The Boston Phoenix
December 16 - 23, 1999

[Features]

WTO

Seattle's still sleepless

by Jason Gay

More than two weeks have passed since the Battle in Seattle, or the Event Formerly Known as the World Trade Organization Ministerial, but things still haven't settled down in the Pacific Northwest. Between charges that some of the anarchist vandals at the WTO riots were actually police-agent provocateurs and rumors that cops fired unauthorized chemical agents (i.e., stuff other than tear gas and pepper spray) into the crowd, it's clear that the progressive-activist-anarchist network will be buzzing for a while over the American Protest of the Decade.

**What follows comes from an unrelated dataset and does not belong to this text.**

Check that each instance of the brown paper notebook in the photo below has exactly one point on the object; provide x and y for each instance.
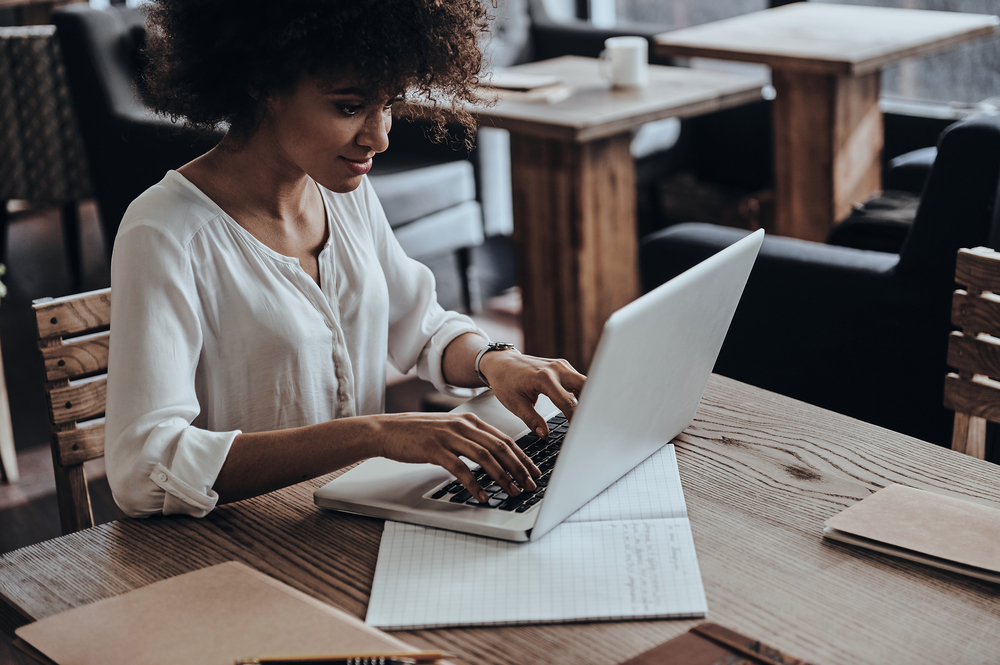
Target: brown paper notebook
(712, 644)
(938, 530)
(211, 616)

If you're jonesing for WTO info and gossip, your best source is the Independent Media Center (http://www.indymedia.org), a Seattle-based Web site where alternative-media reporters, protesters, anarchists, and anyone else who wants to can post stories, photographs, video, and audio from WTO week. Readers can find everything from on-the-scene accounts of the riots and mass arrests to up-close-and-personal videos of police-protester clashes. The Independent Media Center's site has also become a forum for different protest groups to debate the effectiveness and impact of their actions during WTO week.

Meanwhile, allegations of police misconduct continue to pour in to Seattle's Direct Action Network, an activist collective that helped organize nonviolent demonstrations during WTO week. Among other things, critics charge that police indiscriminately fired tear gas, pepper spray, and rubber pellets at peaceful protesters (as well as at civilians who had nothing to do with the protests) and grossly violated the rights of some of those who were arrested for taking part in nonviolent civil disobedience. A few individual protesters have already filed complaints with the city, the ACLU is talking mass lawsuits, and this week, Amnesty International called for an independent investigation of police conduct during the WTO protests. City-sponsored public hearings on that issue are already under way; if these prove ineffective, activists pledge to seek an audience elsewhere -- in Congress, even.

Of course it will be months, perhaps years, before any of this is settled. But that doesn't detract from a feeling of accomplishment among anti-WTO activists. "This was a historic event," says Denis Moynihan, a Jamaica Plain resident involved with the Direct Action Network. "It mobilized people and it radicalized a lot of people."